What bothered me as I felt myself waking up was the steady and faint sound of an odd beeping. I wasn't awake enough to open my eyes, but just enough to make me aware of my surroundings. At first, I thought that I was just in my bed, and that the beeping was just my alarm clock, waking me up for school–but this beeping was different. It was steady and constant. It wasn't like the annoying, blaring sound my alarm clock made in the early hours of the day, and this certainly wasn't my bed. It was too stiff and the sheets were too scratchy.

I felt a mask strapped to my face, and slowly, I opened my eyes. My gaze met the ceiling; it was covered in white, squared tiles and every third tile was transparent–a rectangular light bulb shining from inside it. The brightness was too much for my eyes, and I squinted in an attempt to adjust myself to the light. With the eye movement, I felt something covering my left eyebrow. I lifted my hand and touched it. There was a gauze taped securely to my eyebrow.

What the hell?

As I brought my hand down, I caught the sight of a white bracelet wrapped around my wrist. Even more confused than I was before, I looked to my right, where the beeping was coming from. It was a machine with a screen that showed a red line that rose and fell along with the beeping. On the top left corner was a small red heart, but instead of rising and falling, it flashed. A heart monitor.

I lifted my fingers to my neck, searching for my pulse. Every time my heart beat, the machine beeped. I frowned, wondering what the hell was going on when I finally realized it.

I looked all around me. I was on a hospital bed, in a hospital room, wearing a hospital bracelet and a hospital gown.

That was when I saw it. The car spinning uncontrollably; the lights flashing, swirling together; the airbag shooting out and striking my face; the sound of breaking glass–everything came back to me, and I started to panic.

My hands flew up to the mask on my face, and I tried pulling it off, but my hands were trembling. I felt my heart beating faster and faster. The heart monitor I was hooked up to read that and also began beeping at the same pace.
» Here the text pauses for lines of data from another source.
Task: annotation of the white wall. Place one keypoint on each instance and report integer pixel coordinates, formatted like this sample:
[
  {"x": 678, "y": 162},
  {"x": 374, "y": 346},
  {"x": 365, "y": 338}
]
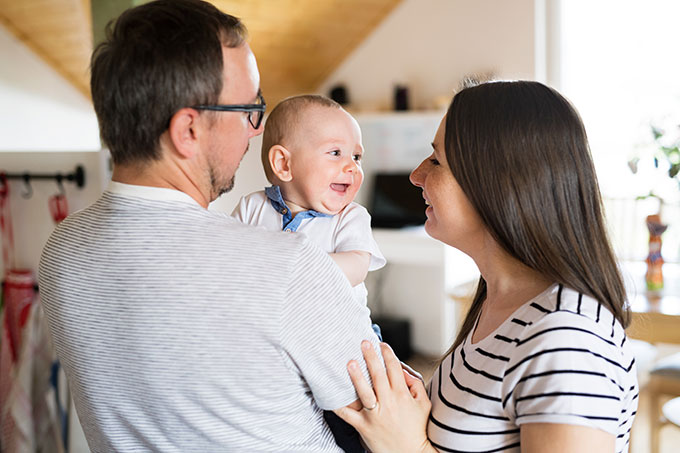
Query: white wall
[
  {"x": 40, "y": 113},
  {"x": 40, "y": 110},
  {"x": 431, "y": 44}
]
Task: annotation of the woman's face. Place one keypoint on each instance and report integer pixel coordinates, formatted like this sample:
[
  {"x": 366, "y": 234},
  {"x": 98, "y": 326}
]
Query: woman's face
[{"x": 450, "y": 216}]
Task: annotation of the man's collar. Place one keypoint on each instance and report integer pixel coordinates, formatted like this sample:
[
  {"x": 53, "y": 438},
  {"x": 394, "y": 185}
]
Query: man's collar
[{"x": 149, "y": 192}]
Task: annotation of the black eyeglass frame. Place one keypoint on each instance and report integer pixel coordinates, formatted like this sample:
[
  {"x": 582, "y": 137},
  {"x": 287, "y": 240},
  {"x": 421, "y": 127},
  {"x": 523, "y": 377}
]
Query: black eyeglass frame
[{"x": 250, "y": 108}]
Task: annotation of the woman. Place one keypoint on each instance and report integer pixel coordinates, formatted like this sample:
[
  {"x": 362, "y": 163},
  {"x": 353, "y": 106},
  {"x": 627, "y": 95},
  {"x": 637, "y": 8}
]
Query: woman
[{"x": 541, "y": 361}]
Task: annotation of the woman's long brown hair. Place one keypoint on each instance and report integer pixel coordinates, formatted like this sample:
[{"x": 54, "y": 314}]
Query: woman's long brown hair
[{"x": 520, "y": 153}]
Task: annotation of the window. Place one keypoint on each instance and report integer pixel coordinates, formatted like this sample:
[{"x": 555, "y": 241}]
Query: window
[{"x": 617, "y": 62}]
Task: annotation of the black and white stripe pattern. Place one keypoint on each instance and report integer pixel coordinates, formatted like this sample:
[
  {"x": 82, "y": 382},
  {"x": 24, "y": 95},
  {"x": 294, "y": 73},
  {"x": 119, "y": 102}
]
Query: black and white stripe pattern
[
  {"x": 560, "y": 358},
  {"x": 181, "y": 329}
]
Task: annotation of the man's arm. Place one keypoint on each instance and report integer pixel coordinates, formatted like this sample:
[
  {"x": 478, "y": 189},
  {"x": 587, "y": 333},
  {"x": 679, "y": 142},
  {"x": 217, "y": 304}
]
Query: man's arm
[{"x": 354, "y": 265}]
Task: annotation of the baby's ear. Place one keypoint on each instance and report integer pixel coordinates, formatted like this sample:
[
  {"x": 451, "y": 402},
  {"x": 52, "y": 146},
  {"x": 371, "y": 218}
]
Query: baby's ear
[{"x": 279, "y": 161}]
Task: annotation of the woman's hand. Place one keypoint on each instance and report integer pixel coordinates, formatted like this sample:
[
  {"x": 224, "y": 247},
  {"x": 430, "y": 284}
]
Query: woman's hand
[{"x": 394, "y": 416}]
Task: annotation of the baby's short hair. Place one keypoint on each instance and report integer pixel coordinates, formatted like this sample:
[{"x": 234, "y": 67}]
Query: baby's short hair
[{"x": 283, "y": 121}]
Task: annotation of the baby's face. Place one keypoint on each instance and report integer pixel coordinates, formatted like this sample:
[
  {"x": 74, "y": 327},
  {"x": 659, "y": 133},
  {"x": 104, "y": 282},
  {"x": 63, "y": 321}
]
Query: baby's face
[{"x": 325, "y": 161}]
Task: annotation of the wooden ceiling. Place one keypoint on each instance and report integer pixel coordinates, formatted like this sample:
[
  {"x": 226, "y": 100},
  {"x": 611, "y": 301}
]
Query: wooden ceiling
[{"x": 298, "y": 43}]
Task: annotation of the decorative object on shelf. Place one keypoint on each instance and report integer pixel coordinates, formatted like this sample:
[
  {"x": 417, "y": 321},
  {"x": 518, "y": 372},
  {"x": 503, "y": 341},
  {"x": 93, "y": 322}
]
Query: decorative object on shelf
[
  {"x": 401, "y": 97},
  {"x": 664, "y": 154},
  {"x": 654, "y": 275}
]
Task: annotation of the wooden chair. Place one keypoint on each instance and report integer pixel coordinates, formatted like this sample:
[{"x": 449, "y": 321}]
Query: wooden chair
[{"x": 664, "y": 382}]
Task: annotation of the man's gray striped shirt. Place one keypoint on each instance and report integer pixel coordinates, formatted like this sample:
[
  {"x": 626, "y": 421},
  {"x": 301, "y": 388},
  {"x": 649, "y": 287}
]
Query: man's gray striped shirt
[{"x": 181, "y": 329}]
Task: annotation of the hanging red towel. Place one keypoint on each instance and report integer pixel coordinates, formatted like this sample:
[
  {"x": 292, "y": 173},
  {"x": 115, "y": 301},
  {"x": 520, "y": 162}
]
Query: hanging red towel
[
  {"x": 28, "y": 416},
  {"x": 58, "y": 207}
]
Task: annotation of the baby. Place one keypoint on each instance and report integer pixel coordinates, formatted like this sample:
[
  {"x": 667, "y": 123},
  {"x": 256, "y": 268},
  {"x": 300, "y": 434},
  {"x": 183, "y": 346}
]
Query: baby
[{"x": 311, "y": 153}]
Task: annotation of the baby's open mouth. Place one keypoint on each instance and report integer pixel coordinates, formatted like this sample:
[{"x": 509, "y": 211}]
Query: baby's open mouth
[{"x": 339, "y": 187}]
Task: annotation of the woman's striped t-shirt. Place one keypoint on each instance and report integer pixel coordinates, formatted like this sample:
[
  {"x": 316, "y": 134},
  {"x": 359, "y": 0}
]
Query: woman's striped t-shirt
[{"x": 560, "y": 358}]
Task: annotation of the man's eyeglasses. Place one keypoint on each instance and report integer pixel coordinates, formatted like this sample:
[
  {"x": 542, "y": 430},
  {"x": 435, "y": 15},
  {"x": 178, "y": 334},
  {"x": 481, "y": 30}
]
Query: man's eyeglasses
[{"x": 255, "y": 111}]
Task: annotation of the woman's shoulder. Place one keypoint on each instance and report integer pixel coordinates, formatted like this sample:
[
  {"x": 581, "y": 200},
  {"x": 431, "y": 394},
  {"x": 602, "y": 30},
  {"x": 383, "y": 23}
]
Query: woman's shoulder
[{"x": 564, "y": 319}]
I needed to get out of here. I managed to pull the mask off but as soon as I did, I couldn't breath. I gasped like a fish out of water, struggling to get enough oxygen into my lungs.

That was when someone rushed over to me. They took the mask from my hands and placed it back over my nose and mouth gently. I was able to breath again, and I took a huge gulp of air. My eyes flickered up.

Logan.

"Breath," he said softly, "just focus on breathing." He took my hand, rubbing the pad of his thumb over my palm.
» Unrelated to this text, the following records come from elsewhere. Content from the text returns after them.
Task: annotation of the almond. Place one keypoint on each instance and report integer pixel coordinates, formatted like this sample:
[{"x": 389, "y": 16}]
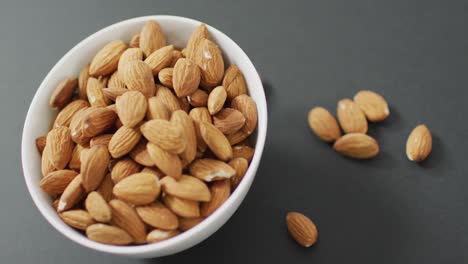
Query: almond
[
  {"x": 60, "y": 146},
  {"x": 165, "y": 77},
  {"x": 211, "y": 170},
  {"x": 246, "y": 105},
  {"x": 216, "y": 100},
  {"x": 137, "y": 76},
  {"x": 106, "y": 60},
  {"x": 373, "y": 105},
  {"x": 220, "y": 191},
  {"x": 324, "y": 124},
  {"x": 98, "y": 208},
  {"x": 124, "y": 168},
  {"x": 94, "y": 166},
  {"x": 56, "y": 182},
  {"x": 187, "y": 187},
  {"x": 164, "y": 134},
  {"x": 198, "y": 99},
  {"x": 79, "y": 219},
  {"x": 351, "y": 118},
  {"x": 240, "y": 165},
  {"x": 138, "y": 189},
  {"x": 234, "y": 82},
  {"x": 157, "y": 215},
  {"x": 160, "y": 59},
  {"x": 167, "y": 162},
  {"x": 107, "y": 234},
  {"x": 160, "y": 235},
  {"x": 71, "y": 195},
  {"x": 216, "y": 141},
  {"x": 185, "y": 124},
  {"x": 182, "y": 207},
  {"x": 151, "y": 38},
  {"x": 228, "y": 120},
  {"x": 194, "y": 42},
  {"x": 356, "y": 145},
  {"x": 186, "y": 77},
  {"x": 419, "y": 144},
  {"x": 131, "y": 108},
  {"x": 63, "y": 93},
  {"x": 210, "y": 60}
]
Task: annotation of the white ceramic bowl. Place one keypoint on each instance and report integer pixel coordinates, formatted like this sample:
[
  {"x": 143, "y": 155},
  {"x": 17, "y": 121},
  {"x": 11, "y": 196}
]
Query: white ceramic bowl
[{"x": 177, "y": 31}]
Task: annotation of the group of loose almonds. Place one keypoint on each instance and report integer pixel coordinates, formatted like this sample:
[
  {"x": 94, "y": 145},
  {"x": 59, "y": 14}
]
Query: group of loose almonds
[
  {"x": 153, "y": 141},
  {"x": 353, "y": 116}
]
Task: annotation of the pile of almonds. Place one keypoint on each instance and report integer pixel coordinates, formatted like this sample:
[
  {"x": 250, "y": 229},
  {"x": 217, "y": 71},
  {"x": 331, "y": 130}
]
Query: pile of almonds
[{"x": 152, "y": 142}]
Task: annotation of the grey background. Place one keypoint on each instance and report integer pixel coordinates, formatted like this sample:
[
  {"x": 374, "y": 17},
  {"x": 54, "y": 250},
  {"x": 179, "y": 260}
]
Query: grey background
[{"x": 386, "y": 210}]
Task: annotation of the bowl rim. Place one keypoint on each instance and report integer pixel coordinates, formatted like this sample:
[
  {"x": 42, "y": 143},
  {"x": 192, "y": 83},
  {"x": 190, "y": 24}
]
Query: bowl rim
[{"x": 169, "y": 245}]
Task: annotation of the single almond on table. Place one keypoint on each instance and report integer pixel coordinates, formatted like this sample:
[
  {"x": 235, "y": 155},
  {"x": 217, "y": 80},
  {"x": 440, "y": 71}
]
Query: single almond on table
[
  {"x": 302, "y": 229},
  {"x": 108, "y": 234},
  {"x": 324, "y": 124},
  {"x": 107, "y": 59},
  {"x": 97, "y": 207},
  {"x": 351, "y": 118},
  {"x": 157, "y": 215},
  {"x": 357, "y": 145},
  {"x": 63, "y": 93},
  {"x": 220, "y": 191},
  {"x": 79, "y": 219},
  {"x": 211, "y": 170},
  {"x": 373, "y": 105},
  {"x": 419, "y": 144}
]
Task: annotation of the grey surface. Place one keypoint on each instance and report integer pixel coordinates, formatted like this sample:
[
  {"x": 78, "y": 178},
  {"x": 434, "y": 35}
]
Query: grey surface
[{"x": 387, "y": 210}]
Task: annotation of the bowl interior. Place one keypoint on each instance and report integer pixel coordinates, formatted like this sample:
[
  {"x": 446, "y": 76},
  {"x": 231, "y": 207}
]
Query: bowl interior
[{"x": 177, "y": 31}]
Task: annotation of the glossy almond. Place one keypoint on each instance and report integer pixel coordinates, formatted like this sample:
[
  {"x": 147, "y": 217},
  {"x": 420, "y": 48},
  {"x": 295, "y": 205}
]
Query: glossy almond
[
  {"x": 357, "y": 145},
  {"x": 107, "y": 59},
  {"x": 419, "y": 144},
  {"x": 324, "y": 124},
  {"x": 302, "y": 229},
  {"x": 350, "y": 116},
  {"x": 373, "y": 105}
]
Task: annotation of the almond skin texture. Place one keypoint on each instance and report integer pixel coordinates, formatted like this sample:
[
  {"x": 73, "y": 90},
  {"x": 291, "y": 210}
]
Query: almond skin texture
[
  {"x": 186, "y": 77},
  {"x": 106, "y": 60},
  {"x": 157, "y": 215},
  {"x": 357, "y": 145},
  {"x": 419, "y": 144},
  {"x": 210, "y": 170},
  {"x": 108, "y": 234},
  {"x": 187, "y": 187},
  {"x": 164, "y": 134},
  {"x": 79, "y": 219},
  {"x": 94, "y": 166},
  {"x": 216, "y": 100},
  {"x": 324, "y": 124},
  {"x": 234, "y": 82},
  {"x": 216, "y": 141},
  {"x": 138, "y": 189},
  {"x": 351, "y": 118},
  {"x": 302, "y": 229},
  {"x": 56, "y": 182},
  {"x": 131, "y": 108},
  {"x": 98, "y": 208},
  {"x": 63, "y": 93},
  {"x": 373, "y": 105},
  {"x": 210, "y": 60},
  {"x": 126, "y": 218},
  {"x": 151, "y": 38},
  {"x": 228, "y": 120},
  {"x": 60, "y": 146},
  {"x": 137, "y": 76},
  {"x": 167, "y": 162},
  {"x": 220, "y": 191}
]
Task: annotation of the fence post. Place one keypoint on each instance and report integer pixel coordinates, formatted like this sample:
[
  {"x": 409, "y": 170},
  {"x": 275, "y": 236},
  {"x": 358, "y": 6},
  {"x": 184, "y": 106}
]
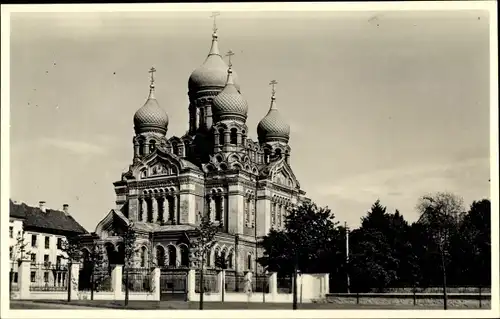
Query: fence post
[
  {"x": 23, "y": 280},
  {"x": 155, "y": 278},
  {"x": 222, "y": 285},
  {"x": 480, "y": 301},
  {"x": 191, "y": 285},
  {"x": 116, "y": 281},
  {"x": 273, "y": 285},
  {"x": 75, "y": 275}
]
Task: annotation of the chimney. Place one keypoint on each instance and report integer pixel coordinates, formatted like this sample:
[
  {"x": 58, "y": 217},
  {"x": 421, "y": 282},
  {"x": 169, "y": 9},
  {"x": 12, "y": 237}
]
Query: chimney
[{"x": 42, "y": 205}]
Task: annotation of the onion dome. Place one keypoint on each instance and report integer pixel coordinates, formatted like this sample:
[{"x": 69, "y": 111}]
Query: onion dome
[
  {"x": 273, "y": 127},
  {"x": 151, "y": 117},
  {"x": 212, "y": 73},
  {"x": 229, "y": 103}
]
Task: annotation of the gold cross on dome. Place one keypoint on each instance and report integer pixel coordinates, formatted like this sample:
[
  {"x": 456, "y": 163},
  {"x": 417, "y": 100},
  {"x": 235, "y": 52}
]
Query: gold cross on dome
[
  {"x": 230, "y": 54},
  {"x": 214, "y": 16},
  {"x": 152, "y": 71},
  {"x": 273, "y": 83}
]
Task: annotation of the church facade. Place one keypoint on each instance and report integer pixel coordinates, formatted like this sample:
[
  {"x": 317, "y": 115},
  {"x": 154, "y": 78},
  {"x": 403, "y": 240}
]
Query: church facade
[{"x": 214, "y": 169}]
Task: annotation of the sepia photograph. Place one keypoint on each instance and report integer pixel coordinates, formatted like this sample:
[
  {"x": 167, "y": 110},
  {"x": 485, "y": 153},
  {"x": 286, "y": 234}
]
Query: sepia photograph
[{"x": 236, "y": 157}]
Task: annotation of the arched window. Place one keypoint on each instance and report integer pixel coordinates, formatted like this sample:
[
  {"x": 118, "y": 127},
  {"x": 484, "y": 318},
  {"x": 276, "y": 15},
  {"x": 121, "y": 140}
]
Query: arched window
[
  {"x": 152, "y": 146},
  {"x": 141, "y": 148},
  {"x": 172, "y": 256},
  {"x": 221, "y": 137},
  {"x": 233, "y": 137},
  {"x": 266, "y": 155},
  {"x": 160, "y": 256},
  {"x": 249, "y": 262},
  {"x": 184, "y": 256},
  {"x": 175, "y": 148},
  {"x": 277, "y": 153},
  {"x": 202, "y": 117},
  {"x": 208, "y": 259},
  {"x": 218, "y": 208},
  {"x": 230, "y": 260},
  {"x": 143, "y": 256}
]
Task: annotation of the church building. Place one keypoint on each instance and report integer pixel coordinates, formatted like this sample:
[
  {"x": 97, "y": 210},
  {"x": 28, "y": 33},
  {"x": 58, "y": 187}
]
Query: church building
[{"x": 213, "y": 169}]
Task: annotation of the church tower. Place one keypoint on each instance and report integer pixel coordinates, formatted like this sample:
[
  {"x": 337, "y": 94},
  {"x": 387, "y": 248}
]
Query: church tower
[
  {"x": 204, "y": 84},
  {"x": 150, "y": 124}
]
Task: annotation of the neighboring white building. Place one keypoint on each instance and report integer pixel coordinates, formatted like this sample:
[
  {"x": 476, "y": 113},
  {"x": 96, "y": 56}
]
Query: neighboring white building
[{"x": 42, "y": 232}]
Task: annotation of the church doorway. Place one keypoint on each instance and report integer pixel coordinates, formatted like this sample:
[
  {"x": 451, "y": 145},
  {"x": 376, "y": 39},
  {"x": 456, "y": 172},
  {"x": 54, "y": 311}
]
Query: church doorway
[{"x": 173, "y": 284}]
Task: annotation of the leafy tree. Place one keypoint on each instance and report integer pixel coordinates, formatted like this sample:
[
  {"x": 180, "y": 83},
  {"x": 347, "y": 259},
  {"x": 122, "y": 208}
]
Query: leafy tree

Much to my humiliation, I began to cry.

"Hey, it's okay. You're going to be alright."

Tears trailed down my cheeks. The flashbacks of the car crash; what happened at the party; how I yelled at Logan; being in the hospital.. It was overwhelming.

I closed my eyes, wishing I could just be anywhere else but here. Wishing I could go back in time, back to the party to avoid bumping into Kacey. Go back, and not take all my anger out on Logan. I just wanted to go back before any of this happened.

When I opened my eyes Logan was looking down at me with worry and concern, and he was still holding my hand, trying to comfort me.

"I'm sorry," I whispered through the oxygen mask. "I shouldn't have yelled at you. None of this would've happened if I had just stayed with you."